We have employer's such as Alcoa cutting 13,500 jobs, IBM cutting 16,000 jobs. We have bankruptcies and stores closing businesses.
We have Russia stopping all gas supply to Europe via Ukraine.
Oh did I forget to mention the dollar is getting trashed again?
If the market rallies today, you'd be living in la-la land if you didn't consider selling all that you could. Oh did I forget to mention, we are on the verge of a serious commercial real estate crash!?
Good luck, perhaps reality kicks in starting today!
***SRS - big-time intraday fall-off, down 8.51% at 50.56 - may test all-time lows today... Starting to intraday V-bottom as I write this.

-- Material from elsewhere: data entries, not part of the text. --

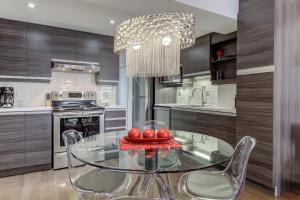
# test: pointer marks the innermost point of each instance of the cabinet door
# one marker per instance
(12, 48)
(38, 139)
(255, 118)
(38, 51)
(63, 43)
(255, 33)
(197, 58)
(88, 47)
(12, 141)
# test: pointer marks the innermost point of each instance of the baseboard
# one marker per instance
(24, 170)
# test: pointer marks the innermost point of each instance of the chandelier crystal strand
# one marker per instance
(152, 43)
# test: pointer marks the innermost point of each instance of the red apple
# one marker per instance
(163, 133)
(134, 133)
(148, 133)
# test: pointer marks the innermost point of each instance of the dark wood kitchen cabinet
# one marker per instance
(12, 48)
(26, 51)
(196, 60)
(12, 142)
(38, 51)
(38, 139)
(25, 142)
(88, 47)
(63, 43)
(220, 126)
(255, 33)
(255, 118)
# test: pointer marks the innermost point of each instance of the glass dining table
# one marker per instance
(197, 152)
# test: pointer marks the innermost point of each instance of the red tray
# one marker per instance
(147, 140)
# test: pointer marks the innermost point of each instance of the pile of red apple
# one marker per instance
(135, 133)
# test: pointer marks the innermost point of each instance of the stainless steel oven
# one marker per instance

One of two things occurring imo - Either this is the final shakeout before an explosion upwards, or new all-time lows are going to come and take SRS to 40...
So far it's holding the double-bottom and the SAR support - so far... Extremely volatile trader and not for the faint of heart! That candlestick looks bearish though unless SRS gaps up tomorrow and rallies past or towards today's high to close... Only guarantee is SRS will remain volatile for the forseeable future...

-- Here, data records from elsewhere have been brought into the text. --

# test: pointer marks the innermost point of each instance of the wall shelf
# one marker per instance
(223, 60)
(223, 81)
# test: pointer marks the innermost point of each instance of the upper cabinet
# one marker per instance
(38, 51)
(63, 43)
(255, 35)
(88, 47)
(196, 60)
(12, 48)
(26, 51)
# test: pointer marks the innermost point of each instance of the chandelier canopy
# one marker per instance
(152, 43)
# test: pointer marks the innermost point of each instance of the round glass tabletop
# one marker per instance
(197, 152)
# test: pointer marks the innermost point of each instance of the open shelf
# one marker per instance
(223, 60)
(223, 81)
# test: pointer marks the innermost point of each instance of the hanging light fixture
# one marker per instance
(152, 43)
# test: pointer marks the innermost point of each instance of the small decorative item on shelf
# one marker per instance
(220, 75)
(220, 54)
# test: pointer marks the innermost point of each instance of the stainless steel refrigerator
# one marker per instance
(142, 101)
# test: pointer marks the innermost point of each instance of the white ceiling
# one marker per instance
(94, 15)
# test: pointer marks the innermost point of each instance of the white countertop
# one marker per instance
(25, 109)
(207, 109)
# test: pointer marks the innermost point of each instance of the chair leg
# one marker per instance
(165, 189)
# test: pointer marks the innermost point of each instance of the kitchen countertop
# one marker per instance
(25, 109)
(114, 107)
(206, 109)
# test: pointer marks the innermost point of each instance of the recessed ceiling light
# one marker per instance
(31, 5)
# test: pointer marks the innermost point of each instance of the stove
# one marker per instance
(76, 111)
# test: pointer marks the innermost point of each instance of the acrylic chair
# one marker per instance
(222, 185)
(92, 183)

P.S. - My market timing was off on this one!
P.S.S. - 50 dollar flat 2:36...
FOMC minutes at 2 PM, maybe we'll see volume then... With yields rising alongside bank issued mortgage rates... I can't possibly see how this is bullish next to horrible unemployment numbers, stagflating salaries, and FOMC interest rates can only go in one direction now...
Looking for one helluva close...
CHEERS (Lord knows we need one) !!!
Anyone else notice the volume on the markets today kind of stinks... GE, XOM, QQQQ, whatever...

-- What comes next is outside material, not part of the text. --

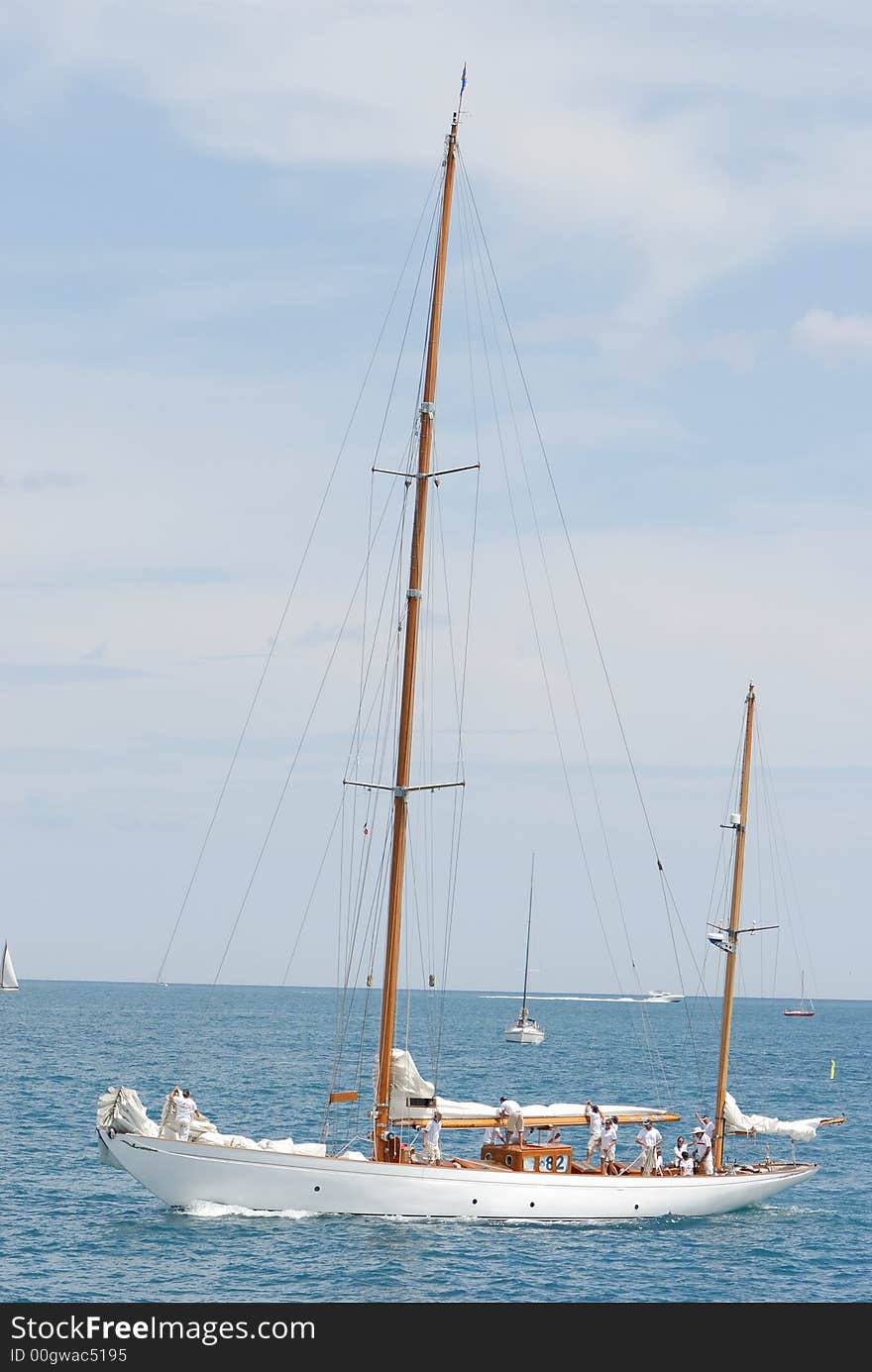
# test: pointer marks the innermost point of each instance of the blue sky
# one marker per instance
(205, 210)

Seems like more money is being placed into Ultralong and Ultrashort ETF's now-a-days...
Very nice - Is there a way to check the short interest on these?
SRS sure moves fast, not recommended for the weak-hearted!
Not looking so hot right now though... maybe has to do with GGP's rally today, they still have billions in debt due Feb from what I read and hired bankruptcy counsel, unless I'm getting them confused with another mall property owner...
Long SRS at 54.85
- Target 90 -
Next crash comes in commercial real estate from Q4 2008/Q1 2009...
Broke above $2 resistance, old resistance becomes new support...
CHEERS !!!
***SRS - I'm bullish and expecting a sharp retest of the 200 day moving average/50 weekly (towards 90), the pent-up interest in this one is starting to unravel!
Great board frenchee, I'm bullish, expecting a quick retest of the 200 day moving average!